Mungkin aku tadi mengganggu aktifitas kakak, sampai kakak tidak mau menerima
telepon dariku, tetapi ada yang ingin aku sampaikan kepadamu, yang selaku
kakakku. Ibu sedang sakit di desa, dan sudah hampir satu bulan belum juga
membaik. Jika kakak ada waktu luang, tolong sempatkan menjenguk ibu. Dengan
sangat berharap kakak bisa segera berkunjung ke rumah ini.” Pesannya penuh
pengharapan, namun Intan membalas dengan sangat singkat.
“Iya, tapi aku
sedang sibuk. Salam saja pada Ibu, semoga cepat sembuh.”
“Kak Intan!” Tegur
seorang fans.
“Hai!” Ia memasang
paras bahagianya lagi. Ia geletakkan ponselnya di atas mejanya.
“Gak
nyangka, aku bisa bertatap muka langsung dengan Kakak. Aku fans beratmu, Kak!

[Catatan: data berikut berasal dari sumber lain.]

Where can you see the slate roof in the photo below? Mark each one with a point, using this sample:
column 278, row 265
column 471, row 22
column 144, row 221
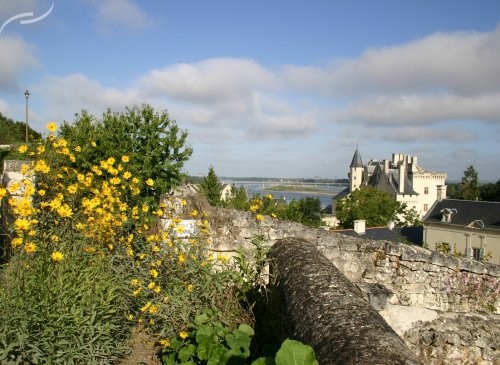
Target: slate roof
column 398, row 234
column 465, row 212
column 356, row 159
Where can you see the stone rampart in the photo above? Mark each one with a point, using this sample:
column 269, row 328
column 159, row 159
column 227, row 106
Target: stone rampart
column 324, row 309
column 387, row 272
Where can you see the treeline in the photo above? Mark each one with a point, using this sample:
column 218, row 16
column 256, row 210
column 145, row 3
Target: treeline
column 12, row 132
column 470, row 189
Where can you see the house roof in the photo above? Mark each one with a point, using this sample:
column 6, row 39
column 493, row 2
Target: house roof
column 356, row 159
column 480, row 214
column 397, row 234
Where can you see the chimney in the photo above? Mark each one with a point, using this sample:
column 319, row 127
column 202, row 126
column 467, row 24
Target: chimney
column 441, row 192
column 402, row 173
column 359, row 226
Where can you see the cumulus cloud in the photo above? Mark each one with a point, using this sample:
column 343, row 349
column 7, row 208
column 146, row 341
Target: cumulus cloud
column 421, row 109
column 120, row 13
column 463, row 63
column 209, row 81
column 16, row 56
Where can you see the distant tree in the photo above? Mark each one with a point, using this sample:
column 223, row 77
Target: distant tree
column 153, row 142
column 490, row 192
column 376, row 207
column 238, row 198
column 469, row 186
column 453, row 191
column 306, row 211
column 211, row 187
column 12, row 132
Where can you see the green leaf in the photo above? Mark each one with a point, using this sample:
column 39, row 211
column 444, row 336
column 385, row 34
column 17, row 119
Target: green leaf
column 187, row 352
column 295, row 353
column 264, row 361
column 205, row 334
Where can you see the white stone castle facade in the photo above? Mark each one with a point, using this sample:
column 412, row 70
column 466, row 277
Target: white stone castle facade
column 402, row 178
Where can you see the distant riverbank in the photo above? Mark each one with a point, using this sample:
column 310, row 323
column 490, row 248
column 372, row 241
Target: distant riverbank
column 297, row 189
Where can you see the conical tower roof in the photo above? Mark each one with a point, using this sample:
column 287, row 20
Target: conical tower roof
column 356, row 159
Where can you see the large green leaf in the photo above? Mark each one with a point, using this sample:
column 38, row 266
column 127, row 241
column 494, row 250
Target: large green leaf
column 295, row 353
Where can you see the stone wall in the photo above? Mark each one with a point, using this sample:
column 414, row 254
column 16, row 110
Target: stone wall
column 387, row 272
column 324, row 309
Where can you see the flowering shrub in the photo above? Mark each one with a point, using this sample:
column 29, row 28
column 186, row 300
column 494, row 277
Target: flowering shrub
column 89, row 261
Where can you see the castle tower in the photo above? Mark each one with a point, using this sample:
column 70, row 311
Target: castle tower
column 355, row 171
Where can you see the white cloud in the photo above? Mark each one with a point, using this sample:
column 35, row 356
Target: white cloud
column 16, row 56
column 209, row 81
column 421, row 109
column 463, row 63
column 10, row 8
column 120, row 13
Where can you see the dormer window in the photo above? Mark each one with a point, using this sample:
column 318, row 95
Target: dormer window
column 446, row 214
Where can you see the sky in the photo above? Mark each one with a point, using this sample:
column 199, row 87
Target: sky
column 270, row 88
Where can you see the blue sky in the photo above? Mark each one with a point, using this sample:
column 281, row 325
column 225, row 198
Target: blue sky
column 272, row 88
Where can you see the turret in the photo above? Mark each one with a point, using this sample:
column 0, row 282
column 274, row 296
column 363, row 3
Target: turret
column 355, row 171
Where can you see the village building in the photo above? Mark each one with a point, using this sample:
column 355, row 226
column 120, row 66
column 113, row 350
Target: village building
column 466, row 228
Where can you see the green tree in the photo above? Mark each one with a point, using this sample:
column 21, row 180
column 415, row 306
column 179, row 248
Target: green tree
column 154, row 143
column 490, row 192
column 238, row 198
column 469, row 186
column 211, row 187
column 376, row 207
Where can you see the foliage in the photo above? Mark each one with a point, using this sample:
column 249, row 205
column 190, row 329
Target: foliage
column 15, row 132
column 372, row 205
column 153, row 143
column 469, row 187
column 490, row 192
column 209, row 342
column 238, row 199
column 64, row 292
column 211, row 187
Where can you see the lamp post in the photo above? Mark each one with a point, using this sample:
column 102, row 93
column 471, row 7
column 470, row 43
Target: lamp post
column 26, row 95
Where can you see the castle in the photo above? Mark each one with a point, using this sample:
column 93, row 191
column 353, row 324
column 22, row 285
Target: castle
column 402, row 178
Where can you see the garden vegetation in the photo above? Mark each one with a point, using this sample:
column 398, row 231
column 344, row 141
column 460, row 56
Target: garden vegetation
column 94, row 251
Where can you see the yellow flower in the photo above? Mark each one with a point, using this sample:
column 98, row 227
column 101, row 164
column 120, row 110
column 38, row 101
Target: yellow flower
column 164, row 342
column 16, row 242
column 153, row 273
column 57, row 256
column 30, row 247
column 21, row 224
column 65, row 211
column 153, row 309
column 52, row 127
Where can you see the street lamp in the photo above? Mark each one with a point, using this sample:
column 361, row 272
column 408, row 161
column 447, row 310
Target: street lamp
column 26, row 95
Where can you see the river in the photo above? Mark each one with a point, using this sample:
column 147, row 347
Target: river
column 325, row 196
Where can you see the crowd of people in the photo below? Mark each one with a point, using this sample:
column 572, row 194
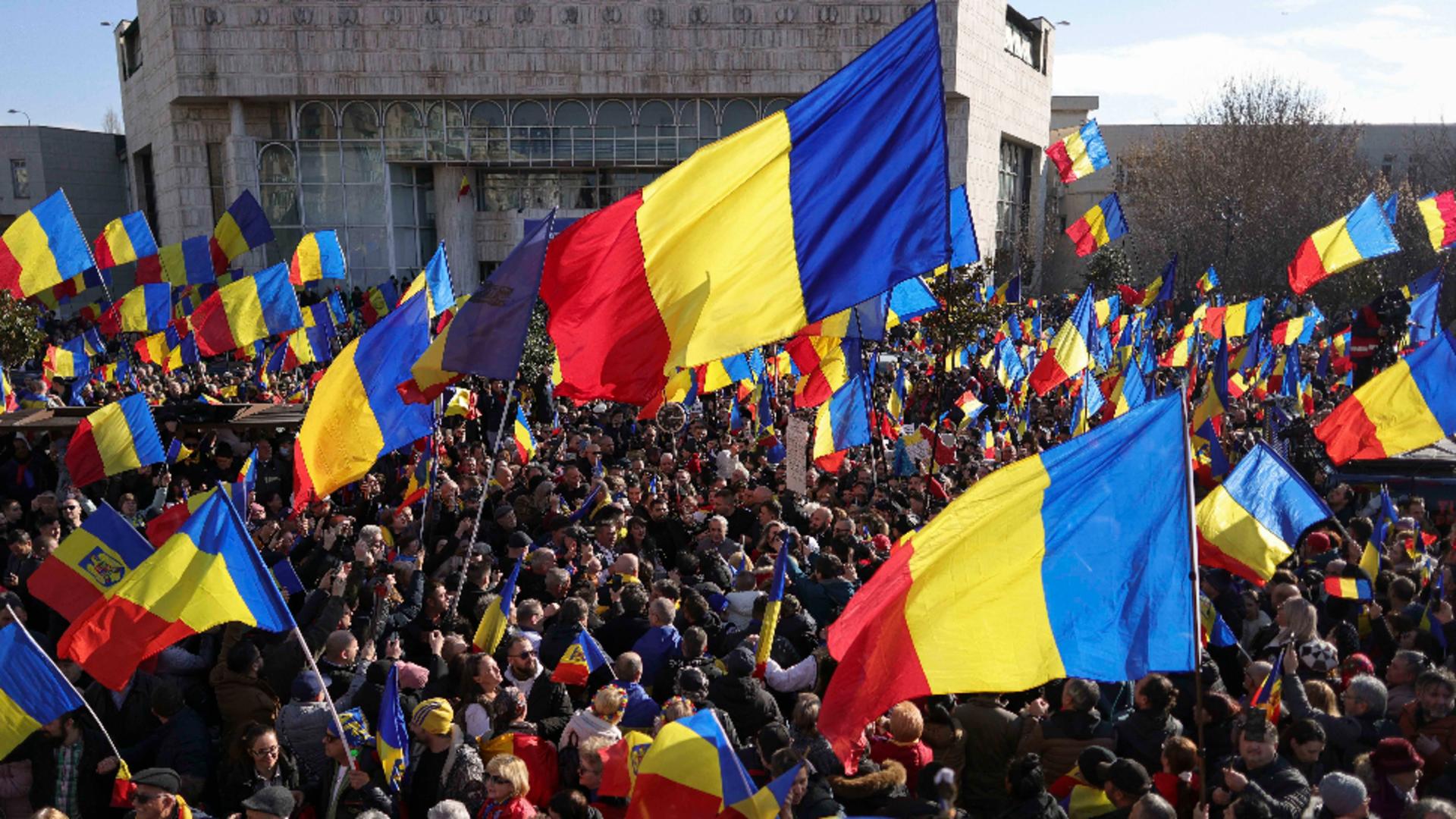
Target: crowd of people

Kakak adalah penulis favoritku,”
“Terima kasih, ya,”
“Tahu gak,
Kak. Aku dari kemarin lo ada di kafe ini, Aku bela-belain demi untuk bertemu
langsung dengan Kakak. Aku dari Banjarmasin, jadi Aku tidak pulang dari
kemarin, terpaksa deh, Aku menginap di sini,” tawanya ceria, seraya
menjelaskan hal yang tanpa ada yang memintanya.
“Wah, terima kasih
banyak, ya. Kamu masih sekolah? Kelas berapa?” tanyanya mencairkan suasana.
“Ya, Aku masih
sekolah. Kelas 2 SMP. Aku ke sini bareng teman-temanku, he-he-he... kita bolos
bersamaan,” ujarnya polos, diiring tawa sipunya.
“Wah, jadi merasa
bersalah. Oh, ya, berarti kamu seumuran dengan adikku...” sejenak ia
menghentikan ucapannya.
“Kak, minta tanda
tangannya dong, di sini,” sambil menyodorkan salah satu buku karya Cahya
permata. Selesai itu, gadis polos itu pun meminta foto bersama. Namun,
tiba-tiba orangtuanya datang menjemput.
“Shena! Astaga...
Ibu mencarimu dengan Bapak. Tahunya kamu ada di Jakarta. Sudah tiga hari kamu
tidak pulang, ibu khawatir, Nak, dengan keadaanmu. Kenapa tidak mengabari Ibu
jika ingin menghadiri acara ini, kan Ibu bisa antar. Jakarta-Banjarmasin itu
jauh lo, untung saja temanmu memberitahu Ibu!” ucap seorang ibu berbadan besar itu
cemas.
“Maaf, Bu. Habis
waktu Aku mau berangkat kemari, Ibu tidak ada di rumah,” jawabnya menyangkal.
“Maaf ya, Bu.
Mungkin ini juga salahku, jadi anak Ibu melakukan itu!” ucap Intan merasa
bersalah.
“Oh, tidak apa-apa.
Ini bukan salah Mbak, kok. aku senang jika anakku ada di acara ini, dia
banyak cerita tentang, Mbak Intan. Hanya saja dia tidak pamit denganku.” Sambil
menunjuk anaknya.
Percakapan mereka terpaksa disudahi, karena bodyguard
mulai menyuruh mereka turun dari panggung itu, sebab saat itu masih jam
istirahat dan antrian semakin ramai.
“Sekhawatir itukah
seorang ibu? Padahal baru tiga hari, namun dia rela mencari anaknya dengan
susah payah. Aku jadi merasa bersalah dengan tingkahku,” katanya, “Ada apa
denganku? Ibu yang benar-benar merindukanku, tapi malah aku abaikan. Bahkan sampai
adikku mengabari bahwa ibu sakit, aku pun masih membiarkannya, malah memilih
profesiku yang akhirnya benar perkataan Andin, aku seolah menomor-duakan
keluargaku.” Intan mulai terdiam, ia izin sebentar untuk keruangannya. Air
matanya membuat wajah penuh make-up-nya itu berantakan. Raut penyesalan
terlukis jelas tanpa bisa ia sembunyikan lagi.
“Bodohnya diriku,”
Ia memaki diri sendiri. “Aku ini wanita, mau bagaimanapun aku pasti akan menjadi seorang ibu. Merasakan
apa yang ibuku kini sedang rasakan. Mengapa jiwa ini tertutupi dengan
kemewahan, keglamoran dengan kejayaan yang malah membutakan mata hatiku.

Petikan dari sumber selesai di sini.